Por Nathan von Söhsten em 01/03/2026
NR-1 e Riscos Psicossociais: O que sua empresa precisa saber para garantir a saúde mental no trabalho?

A saúde mental no ambiente de trabalho deixou de ser um tema secundário para se tornar uma obrigação legal expressa. Recentemente, o Ministério do Trabalho e Emprego formalizou a inclusão dos fatores de risco psicossociais no Gerenciamento de Riscos Ocupacionais (GRO), previsto na Norma Regulamentadora nº 1 (NR-1).

Essa mudança representa um marco na legislação trabalhista e exige uma postura proativa das empresas para garantir o compliance e promover um ambiente laboral mais seguro e saudável.

O que muda com a nova diretriz da NR-1?

A NR-1 estabelece as disposições gerais para o gerenciamento de riscos ocupacionais, que devem ser integrados a um Programa de Gerenciamento de Riscos (PGR). A principal novidade é a obrigação de as empresas identificarem, avaliarem e controlarem, de forma explícita, os riscos psicossociais aos quais seus colaboradores estão expostos.

Fatores de risco psicossociais incluem:

  • Metas inatingíveis e cobrança excessiva por resultados.
  • Jornadas de trabalho exaustivas.
  • Assédio moral e organizacional.
  • Falta de autonomia e de apoio da liderança.
  • Desequilíbrio entre o esforço exigido e a recompensa oferecida.

Esses fatores, quando não gerenciados adequadamente, podem levar a quadros de estresse, ansiedade e a Síndrome de Burnout, reconhecida como doença ocupacional.

Prazo para Adequação: Quando as mudanças entram em vigor?

A fiscalização e a aplicação de multas pela Inspeção do Trabalho terão início em 26 de maio de 2026. Isto porque, foi estabelecido um período de um ano, com início em maio de 2025, para que as empresas se adaptem de forma educativa e orientativa.

Também foi lançado um guia técnico para auxiliar as organizações a implementarem as novas exigências. A recomendação é que as empresas não esperem o prazo final para iniciar as adequações.

A Importância do Compliance e a Visão dos Tribunais

A adequação à NR-1 não é apenas uma formalidade, mas uma necessidade estratégica para mitigar riscos jurídicos e financeiros. A jurisprudência trabalhista já vem consolidando a responsabilidade do empregador pela saúde mental de seus funcionários.
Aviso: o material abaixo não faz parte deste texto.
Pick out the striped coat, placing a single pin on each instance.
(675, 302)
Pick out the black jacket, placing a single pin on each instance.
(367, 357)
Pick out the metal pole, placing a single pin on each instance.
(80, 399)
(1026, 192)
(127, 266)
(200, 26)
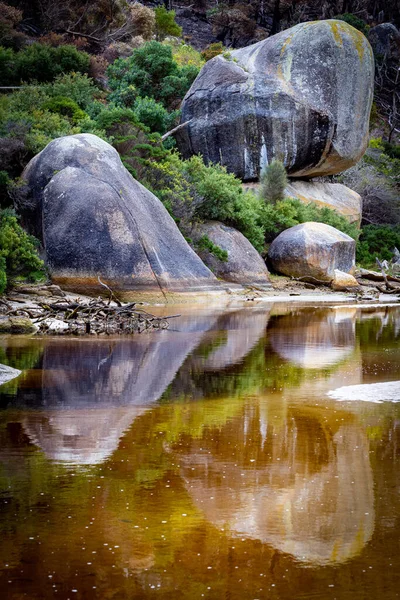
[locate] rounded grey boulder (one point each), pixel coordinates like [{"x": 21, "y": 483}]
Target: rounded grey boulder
[
  {"x": 302, "y": 96},
  {"x": 95, "y": 220},
  {"x": 312, "y": 250},
  {"x": 244, "y": 264}
]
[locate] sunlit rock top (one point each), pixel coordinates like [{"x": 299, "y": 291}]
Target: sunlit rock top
[{"x": 302, "y": 96}]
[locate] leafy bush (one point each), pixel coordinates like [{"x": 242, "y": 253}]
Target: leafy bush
[
  {"x": 166, "y": 24},
  {"x": 205, "y": 243},
  {"x": 41, "y": 63},
  {"x": 18, "y": 254},
  {"x": 150, "y": 72},
  {"x": 185, "y": 55},
  {"x": 273, "y": 182},
  {"x": 7, "y": 68},
  {"x": 76, "y": 86},
  {"x": 4, "y": 183},
  {"x": 213, "y": 50},
  {"x": 153, "y": 114},
  {"x": 377, "y": 241},
  {"x": 66, "y": 107}
]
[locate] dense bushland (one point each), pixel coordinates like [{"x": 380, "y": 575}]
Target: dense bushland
[{"x": 121, "y": 76}]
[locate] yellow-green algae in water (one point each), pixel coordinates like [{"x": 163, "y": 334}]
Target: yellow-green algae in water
[{"x": 242, "y": 479}]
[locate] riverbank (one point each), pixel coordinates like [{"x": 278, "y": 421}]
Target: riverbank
[{"x": 19, "y": 307}]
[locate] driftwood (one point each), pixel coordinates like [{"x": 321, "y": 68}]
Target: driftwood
[
  {"x": 96, "y": 317},
  {"x": 375, "y": 276}
]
O Tribunal Superior do Trabalho (TST) já se manifestou no sentido de que é dever do empregador reduzir todos os riscos inerentes ao ambiente de trabalho, inclusive os psicossociais, com base na própria NR-1

O descumprimento das normas de saúde e segurança pode levar a:

  • Ações judiciais individuais e coletivas.
  • Condenações por danos morais.
  • Pagamento de pensão em caso de incapacidade.
  • Afastamentos previdenciários que geram custos indiretos.

Como sua empresa pode se adequar?

Para estar em conformidade, as empresas devem:

  1. Revisar o PGR: Incluir a identificação e avaliação dos riscos psicossociais.
  2. Realizar a Avaliação Ergonômica Preliminar (AEP): Conforme a NR-17, a gestão dos riscos psicossociais deve começar pela AEP, que identifica os perigos e produz um plano de ação.
  3. Promover a Saúde Mental: Criar canais de comunicação seguros, treinar lideranças para identificar e lidar com o estresse da equipe e promover uma cultura de respeito e equilíbrio.
  4. Documentar Ações: Manter registros de todas as avaliações, treinamentos e medidas de controle implementadas.

Conclusão

A nova diretriz da NR-1 é um avanço para a proteção da saúde do trabalhador e um alerta para as empresas. Ignorar os riscos psicossociais não é mais uma opção. A adequação proativa não apenas evita sanções e passivos trabalhistas, mas também contribui para um ambiente de trabalho mais produtivo, engajado e, acima de tudo, humano.

Fonte: Von Söhsten & Almeida advogados.